Hilariously Depressing New Show Paints Picture of Millennials’ Cubicle Plight

DIRECTOR JAMES BLACK describes Branden Jacobs-Jenkins’ play Gloria, which opens tonight and runs through April 16 at 4th Wall Theatre Company, as “a very dark but very funny satire about millennials and ambition.” Which is accurate, but really only scratches the surface of Jacobs-Jenkins’ humorous and, in one key moment, terrifying examination of our capacity to disengage and measure a person’s value solely in terms of title and income. Featuring an all-Houston cast under the direction of Black, Gloria is another fine example of 4th Wall Theatre Company’s commitment to presenting challenging and provocative theater.


Set inside the fluorescent-lit offices of a New York-based magazine, three petulant assistant editors, a lowly intern, an anxious fact checker, and (cue ominous music) a frumpy copy editor named Gloria spend their time on the clock decrying their lot in language ranging from whiny to existential. At one point, bitter-before-her-time assistant editor Kendra snarls at a hapless 29-year-old colleague, “I will die before I turn 30 in a cubicle.” It’s a cringe-inducing moment, but speaks to the sense of hopelessness these young souls are experiencing.

“It is funny,” says cast member Skyler Sinclair, who plays three very different characters in the play. “You’re going to be laughing until you’re not. And the thing is, that’s real life.”

Sinclair, a veteran of Houston’s stages, has played multiple characters before, including the 2018 A.D. Players production of Around the World in 80 Days, where she and four other actors together performed a total of 39 different characters.

The cast of 'Gloria'

“As an actor, you kind of approach every character as a blank page,” says Sinclair of the juggling act required of her in Gloria. “You read them, and ask, ‘Who are they, and how do they manifest in me personally?” Working with such a great script also helps. “Jacobs-Jenkins has already created characters that are so different from each other. I just have to go out there and play it honest each time.”

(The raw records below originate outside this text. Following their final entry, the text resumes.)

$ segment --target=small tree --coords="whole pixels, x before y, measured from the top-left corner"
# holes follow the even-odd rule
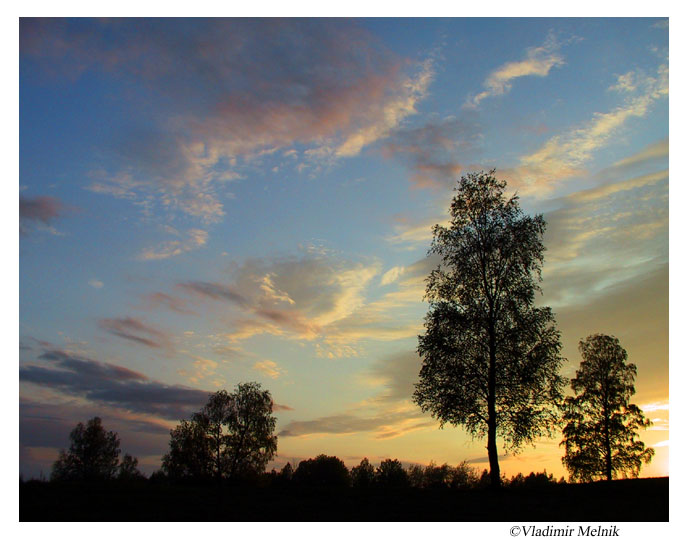
[[[117,479],[125,481],[143,480],[146,478],[139,470],[139,460],[129,454],[125,454],[117,467]]]
[[[352,467],[352,485],[356,488],[368,488],[375,481],[376,472],[368,458],[361,460],[356,467]]]
[[[263,473],[277,451],[273,399],[259,383],[209,396],[190,421],[170,432],[163,470],[172,478],[235,478]]]
[[[340,486],[350,485],[349,469],[336,456],[320,454],[312,459],[299,462],[294,471],[294,482],[303,486]]]
[[[276,419],[273,398],[256,382],[238,384],[230,394],[227,427],[227,453],[230,476],[262,473],[273,459],[278,438],[273,435]]]
[[[506,183],[462,177],[450,225],[433,228],[426,333],[414,401],[444,423],[487,437],[491,484],[500,485],[497,437],[517,451],[552,435],[564,380],[560,333],[548,307],[534,307],[543,264],[543,216],[524,215]]]
[[[629,403],[636,366],[626,363],[627,351],[613,336],[589,336],[579,342],[579,351],[583,361],[572,379],[575,395],[564,402],[561,443],[570,480],[636,478],[654,454],[637,439],[637,431],[651,422]]]
[[[170,451],[163,456],[162,470],[174,480],[204,480],[212,476],[213,452],[205,424],[194,417],[170,430]]]
[[[384,459],[376,469],[376,484],[385,487],[406,487],[409,485],[407,471],[397,459]]]
[[[117,473],[120,439],[105,431],[99,417],[79,422],[69,434],[68,451],[60,450],[51,480],[109,480]]]

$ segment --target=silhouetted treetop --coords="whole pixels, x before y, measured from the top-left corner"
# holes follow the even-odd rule
[[[570,479],[591,481],[639,475],[652,448],[638,440],[651,422],[629,400],[635,393],[636,366],[613,336],[594,334],[579,342],[583,358],[572,379],[575,395],[564,402],[562,462]]]
[[[265,470],[277,451],[273,399],[259,383],[220,390],[170,432],[163,470],[171,478],[236,478]]]
[[[430,308],[414,400],[441,426],[487,436],[498,486],[497,437],[517,451],[552,435],[564,380],[553,313],[534,306],[545,221],[525,215],[518,197],[506,197],[506,183],[494,172],[463,176],[449,226],[433,228],[429,254],[442,264],[427,279]]]
[[[114,431],[105,431],[99,417],[93,417],[86,425],[79,422],[69,439],[69,450],[60,450],[53,464],[51,480],[111,480],[116,475],[143,477],[137,469],[138,460],[129,454],[118,464],[120,439]]]

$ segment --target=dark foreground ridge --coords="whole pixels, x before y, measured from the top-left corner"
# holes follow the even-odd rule
[[[539,488],[200,487],[25,482],[20,521],[668,521],[668,478]]]

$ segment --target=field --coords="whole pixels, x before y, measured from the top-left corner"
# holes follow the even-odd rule
[[[668,521],[669,479],[431,490],[60,485],[19,488],[20,521]]]

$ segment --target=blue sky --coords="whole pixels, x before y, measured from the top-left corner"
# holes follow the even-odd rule
[[[485,466],[410,396],[430,227],[491,168],[548,222],[564,373],[620,338],[667,474],[666,19],[24,19],[19,83],[25,474],[95,414],[155,470],[248,380],[276,466]],[[558,443],[502,468],[563,474]]]

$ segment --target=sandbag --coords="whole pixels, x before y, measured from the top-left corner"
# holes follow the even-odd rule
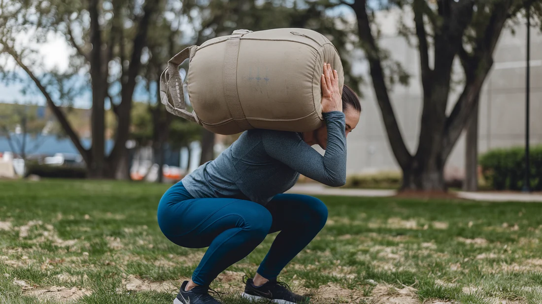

Sinclair is especially grateful to be back onstage with fellow actors, preparing for a performance before a live audience, a crucial component when performing a cathartic piece of theater like Gloria. “You do have to go to a vulnerable place when dealing with this kind of topic and drama,” says Sinclair. “When the audience is experiencing that vulnerability with you, and you feed into it, and they give back, in a way. There’s a really beautiful power in that exchange of vulnerability.”